Given that the security fence costs approximately NIS 9 million a kilometer, such a cut would halt the construction of some 55 kilometers of the barrier in 2007.
At the start of 2006, officials had predicted that the 790-km. route would be completed by the end of 2007. In December, defense officials told The Jerusalem Post that it would not be finished until the end of 2008.
In the Knesset on Wednesday, security officials reported that some 500 km. of the route were mostly finished, with some 100 to 120 km. scheduled for completion in 2007. This leaves 180 to be finished in 2008, the security officials reported.
To date, they said, all the delays in fence construction had been due to legal cases brought against the barrier in the High Court of Justice, which is due on Sunday to deliberate issues regarding the fence in the Gush Etzion area.
As of December, there were 41 legal cases pending before the High Court of Justice regarding the security fence, according to the Defense Ministry.
"At this moment it is not money that is stopping us," a security official told the lobby group.
But a representative from the Finance Ministry and MK Danny Yatom (Labor) said that for the first time, money would be an obstacle when it came to the fence.
Yatom, who heads the lobby and who was the only lawmaker to show up for its meeting, said the prime minister had accepted the idea of removing NIS 500m. from the security fence's budget for 2007.
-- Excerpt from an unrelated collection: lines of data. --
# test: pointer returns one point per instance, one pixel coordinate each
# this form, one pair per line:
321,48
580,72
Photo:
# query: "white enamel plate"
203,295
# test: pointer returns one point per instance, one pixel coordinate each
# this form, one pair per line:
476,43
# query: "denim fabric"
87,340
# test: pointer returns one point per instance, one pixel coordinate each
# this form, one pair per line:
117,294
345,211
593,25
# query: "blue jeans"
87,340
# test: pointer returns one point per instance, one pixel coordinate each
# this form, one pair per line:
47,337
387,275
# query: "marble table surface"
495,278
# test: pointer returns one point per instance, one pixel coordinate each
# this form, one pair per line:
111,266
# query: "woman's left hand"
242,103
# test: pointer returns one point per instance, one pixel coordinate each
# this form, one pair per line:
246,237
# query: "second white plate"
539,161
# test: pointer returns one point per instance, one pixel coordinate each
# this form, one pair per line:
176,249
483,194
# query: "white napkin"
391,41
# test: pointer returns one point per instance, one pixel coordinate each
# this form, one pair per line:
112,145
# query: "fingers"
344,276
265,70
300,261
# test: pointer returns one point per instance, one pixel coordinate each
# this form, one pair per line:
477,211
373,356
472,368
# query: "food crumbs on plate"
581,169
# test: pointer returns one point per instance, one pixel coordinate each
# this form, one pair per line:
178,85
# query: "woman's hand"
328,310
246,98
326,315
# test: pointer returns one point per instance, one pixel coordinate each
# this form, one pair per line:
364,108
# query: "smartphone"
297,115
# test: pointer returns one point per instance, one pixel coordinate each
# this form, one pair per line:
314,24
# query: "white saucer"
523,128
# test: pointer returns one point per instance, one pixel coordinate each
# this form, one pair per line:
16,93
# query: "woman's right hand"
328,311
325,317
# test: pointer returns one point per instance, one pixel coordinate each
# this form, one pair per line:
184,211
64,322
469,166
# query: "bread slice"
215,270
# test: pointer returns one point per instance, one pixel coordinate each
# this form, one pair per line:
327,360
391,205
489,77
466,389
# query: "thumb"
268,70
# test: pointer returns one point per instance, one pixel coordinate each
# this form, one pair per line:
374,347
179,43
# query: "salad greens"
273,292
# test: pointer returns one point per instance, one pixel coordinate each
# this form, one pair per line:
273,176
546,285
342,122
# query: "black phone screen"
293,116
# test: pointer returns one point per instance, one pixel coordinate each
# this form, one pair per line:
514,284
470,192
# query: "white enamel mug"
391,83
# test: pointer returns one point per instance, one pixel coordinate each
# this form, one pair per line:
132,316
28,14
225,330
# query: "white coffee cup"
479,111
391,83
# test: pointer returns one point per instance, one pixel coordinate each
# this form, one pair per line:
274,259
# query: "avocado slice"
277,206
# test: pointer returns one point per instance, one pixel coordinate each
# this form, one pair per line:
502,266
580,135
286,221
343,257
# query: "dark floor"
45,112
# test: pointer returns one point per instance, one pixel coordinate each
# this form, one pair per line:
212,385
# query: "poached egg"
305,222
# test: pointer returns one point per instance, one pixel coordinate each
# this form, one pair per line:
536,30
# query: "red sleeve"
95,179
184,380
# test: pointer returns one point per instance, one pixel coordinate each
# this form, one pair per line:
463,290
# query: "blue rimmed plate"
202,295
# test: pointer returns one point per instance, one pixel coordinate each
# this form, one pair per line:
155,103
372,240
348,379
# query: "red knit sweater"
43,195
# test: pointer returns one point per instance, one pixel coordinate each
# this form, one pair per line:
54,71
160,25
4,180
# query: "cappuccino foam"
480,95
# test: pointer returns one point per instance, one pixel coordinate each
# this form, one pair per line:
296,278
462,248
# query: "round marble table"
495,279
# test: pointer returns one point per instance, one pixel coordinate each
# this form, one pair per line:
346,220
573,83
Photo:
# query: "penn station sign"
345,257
The Finance Ministry representative concurred and said that his office along with that of the prime minister had looked at cutting the NIS 500m. from the defense budget to help pump NIS 1.8 billion into the Defense Ministry's operational budget.
A Defense Ministry spokeswoman told the Post the cut had not been finalized. She added, however, that money taken from the 2007 separation fence budget would be returned in 2008. In the end, the fence would be completed, she said, but it just won't happen in 2007.
However a security official told the Knesset lobby group on Wednesday that he feared a delay in work for financial reasons could have an impact on legal cases pending before the court. It could open the door to the argument that the route is not essential for security, he said.
Yatom said that he would personally check the budget to see what the money would be spent on, to insure that it is of higher priority level than the fence. Yatom added that he wanted to see the fence completed by the end of 2007.
Mark Luria, a spokesman for the pro-fence activist group The Public Committee for the Security Fence for Israel, attacked the decision to take funds away from the security fence in 2007.
"We have gotten to a critical stage in building the fence, it would be foolish at this point to decrease the funding when we are finally going to see the fence completed," Luria said. "It is quite possible that people could pay with their lives for this decision," Luria said, adding: "I hope that won't happen."